NYRI’s application may be viewed at local libraries in municipalities along the route or on-line at www.nyri.us. Archival webcasts of all 13 public statement hearings are available for viewing at www.newyorkadmin.com/cgi-bin/nypsc.cgi

the scenic, recreational, geologic, fish and wildlife, historic, and cultural values that the U.S. Congress recognized in its designation of the 73.4-mile river corridor from Hancock, NY to Mill Rift, PA. “Page 134 of the River Management Plan states that new, major electric lines with a design capacity of 125 kilovolts or greater and extending a distance of ten miles or more in length are an “incompatible use” anywhere in the river corridor. “New York Regional Interconnection’s proposed 400 kilovolt direct current transmission line – whether located along the Millennium Gas Pipeline route as primarily nominated or along the railroad right-of-way alternate route as proposed by NYRI’s predecessor Pegasus Power Systems, Inc. in October of 2003 – constitutes what the River Management Plan defines as a “clear and direct threat” to the river corridor.

“The Upper Delaware Council strongly believes that this project not only violates the objectives of the River Management Plan and the National Wild and Scenic Rivers Act, but it also jeopardizes our local economy through a potential loss of property values and tourism industry revenues. A line of overhead transmission towers would dramatically and permanently scar the natural, scenic quality that makes the Upper Delaware Valley so special to our residents and approximately 250,000 annual visitors.

“In addition to hosting a valued unit of the National Park System, our river valley region is home to numerous threatened and endangered plant and animal species. It is a world-class trout fishery and is recognized by the Audubon Society as an Important Bird Area. Portions of Route 97 have been designated by New York State as the Upper Delaware Scenic Byway and Bike Route 17. The Hawk’s Nest section of the highway in Orange County is famous for its sweeping vistas of the river below. The area contributes three sites to the New York State Revolutionary War Heritage Trail and lays claim to numerous historic districts. A thriving arts community exists as well.

“On May 4, 2006, the Upper Delaware Council unanimously approved a resolution opposing NYRI’s original Article VII application to the Public Service Commission. Our position has not changed over the ensuing 27 months that it took this company to complete the application requirements. “The UDC also opposes NYRI’s request to the Public Service Commission and local communities for waivers from a majority of the environmental analyses that are critical to a thorough evaluation. “We strongly denounce this private company’s potential use of eminent domain to acquire private property to develop this power line.

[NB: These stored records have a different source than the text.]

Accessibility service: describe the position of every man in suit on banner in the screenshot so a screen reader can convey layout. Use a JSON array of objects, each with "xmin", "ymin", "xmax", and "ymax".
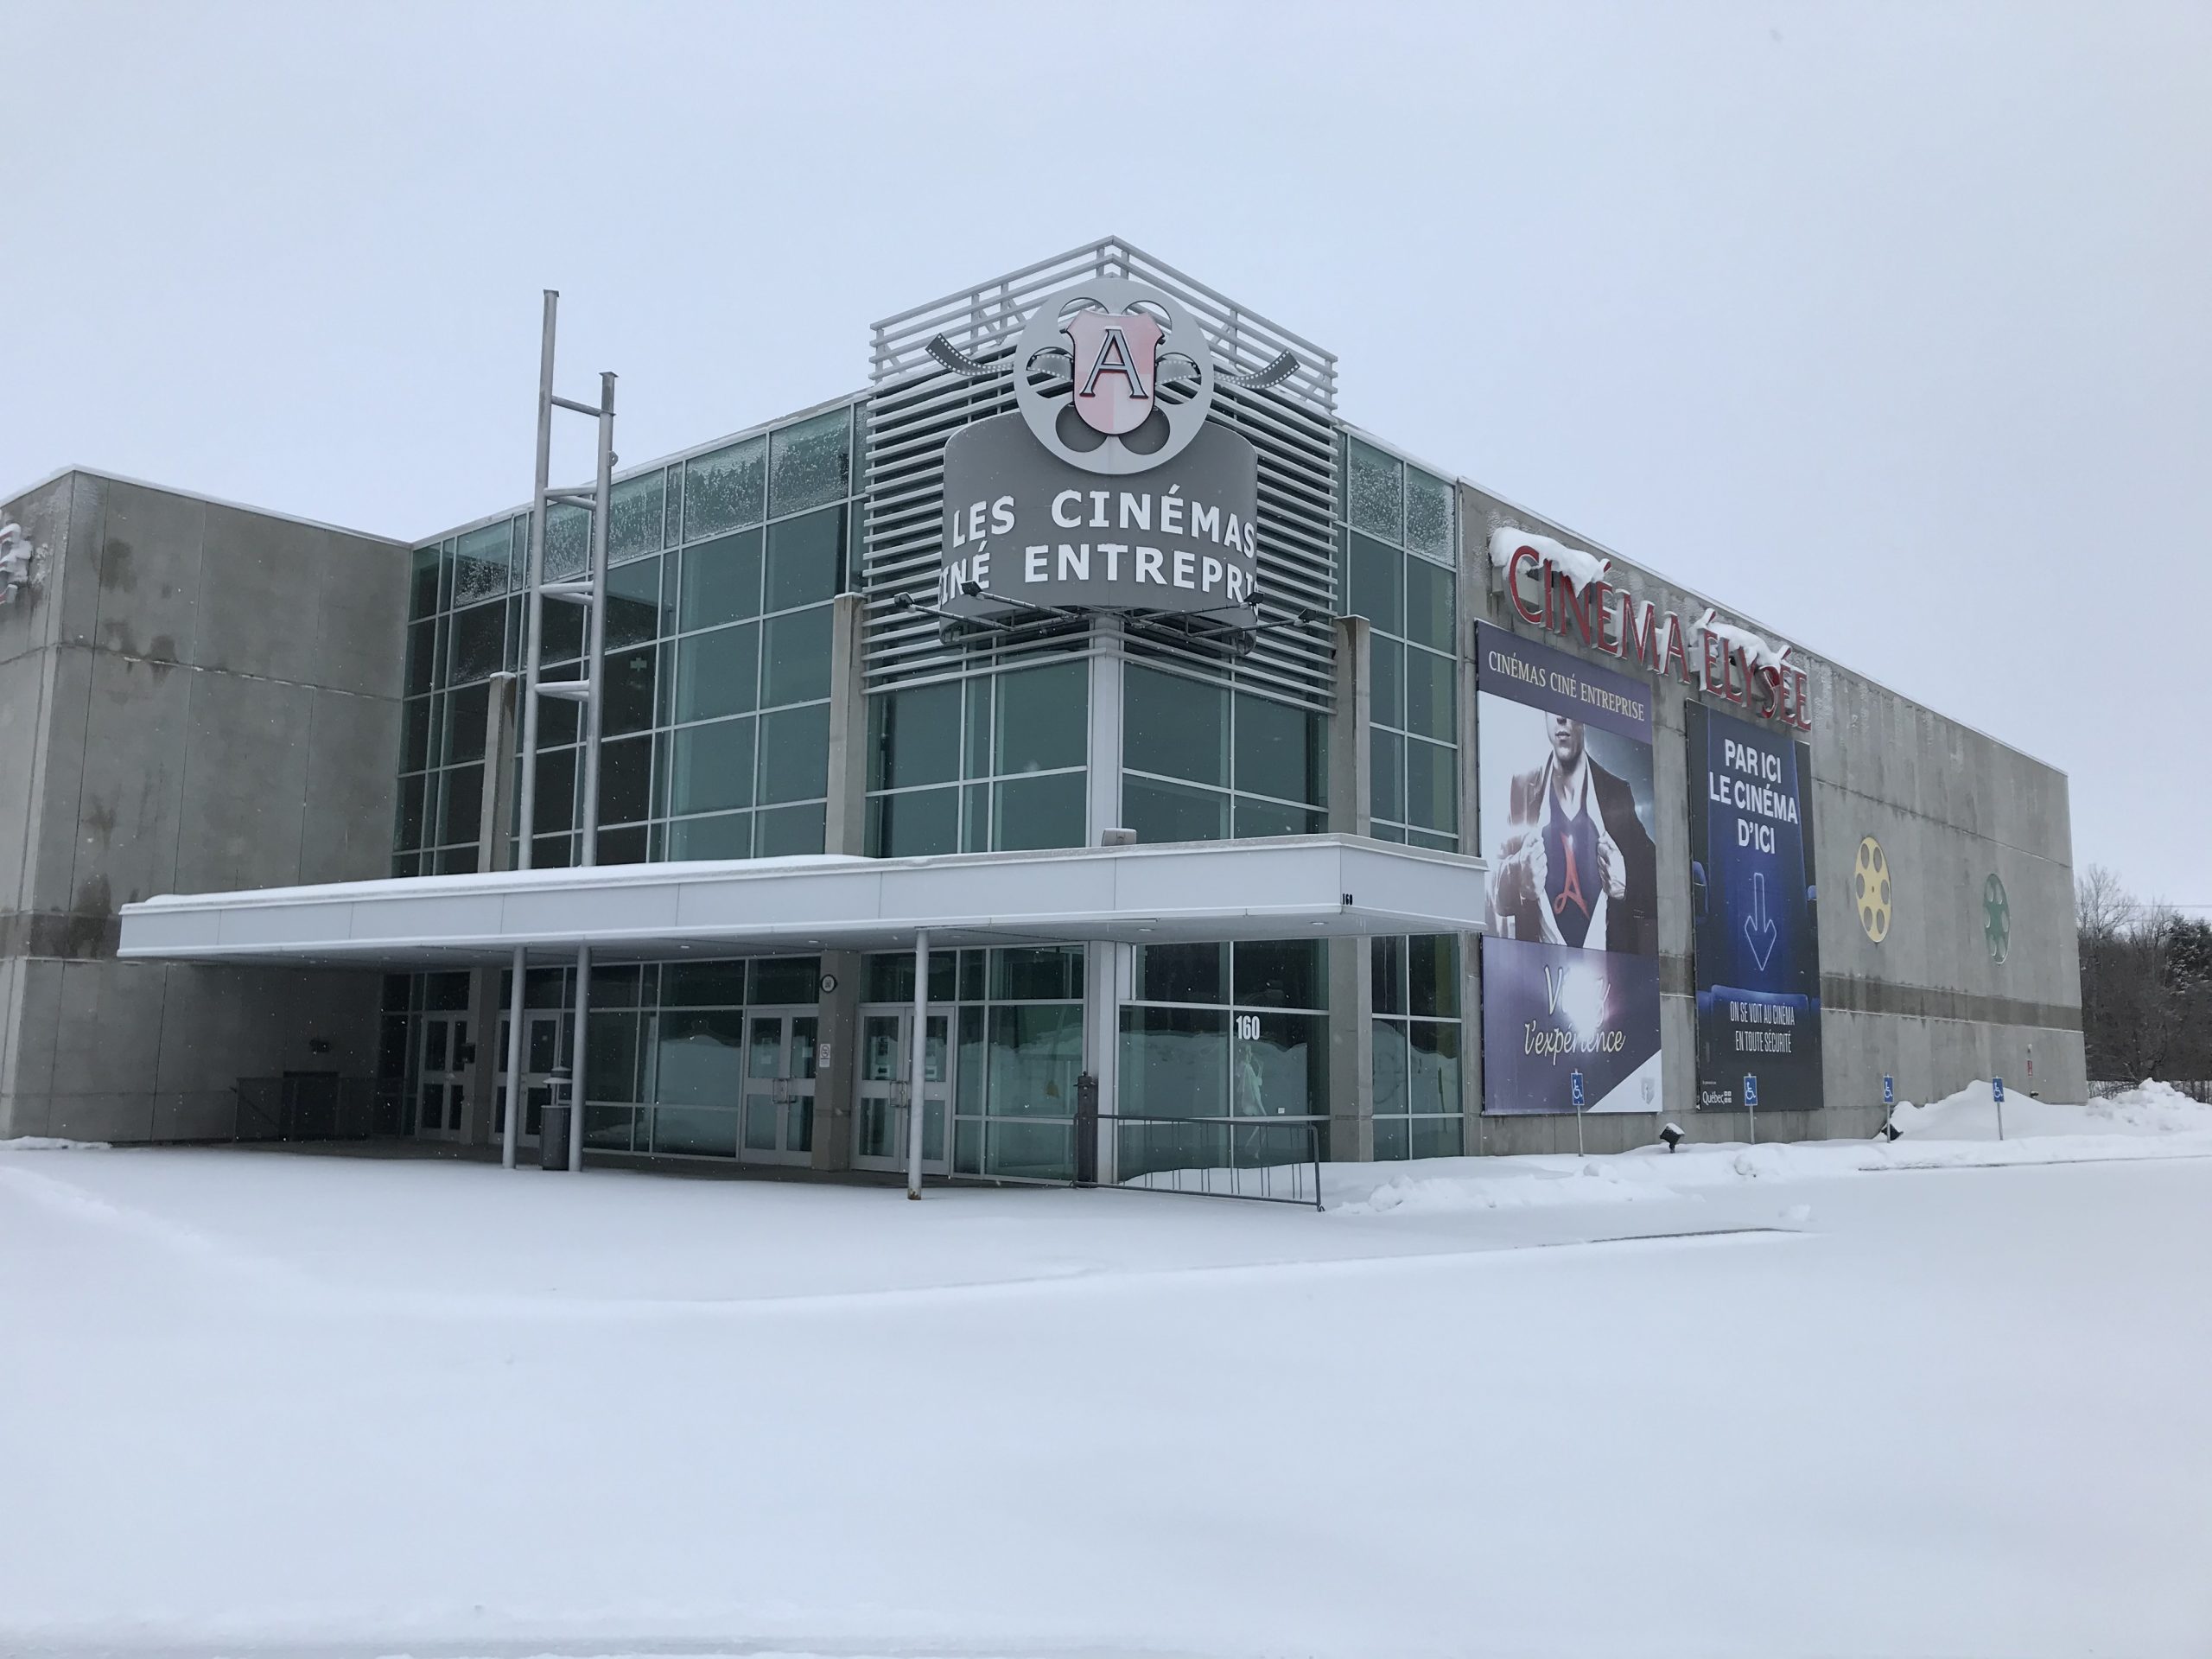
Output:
[{"xmin": 1487, "ymin": 713, "xmax": 1657, "ymax": 955}]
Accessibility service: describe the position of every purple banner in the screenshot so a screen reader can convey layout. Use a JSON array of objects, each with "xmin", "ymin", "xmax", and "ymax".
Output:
[
  {"xmin": 1480, "ymin": 935, "xmax": 1662, "ymax": 1115},
  {"xmin": 1473, "ymin": 621, "xmax": 1653, "ymax": 743}
]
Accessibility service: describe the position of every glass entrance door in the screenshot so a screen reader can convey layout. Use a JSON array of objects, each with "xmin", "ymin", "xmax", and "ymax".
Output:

“For the record, the Council also objects to the U.S.Department of Energy’s decision to include the Upper Delaware region within the Mid-Atlantic Area National Interest Electric Transmission Corridor designation and the Federal Energy Regulatory Commission’s awarding of financial incentives to NYRI for the siting of this unnecessary project along any of the potential routes. “We are enheartened by the unprecedented network of communities, elected officials on all governmental levels, citizen activist groups, business associations, environmental organizations, and outraged individuals that have joined forces to fight this proposed transmission line. We hope that, at the end of the review process, the New York State Public Service Commission will deny NYRI’s application.”

NYRI’s application may be viewed at local libraries in municipalities along the route or on-line at www.nyri.us. Archival webcasts of all 13 public statement hearings are available for viewing at www.newyorkadmin.com/cgi-bin/nypsc.cgi.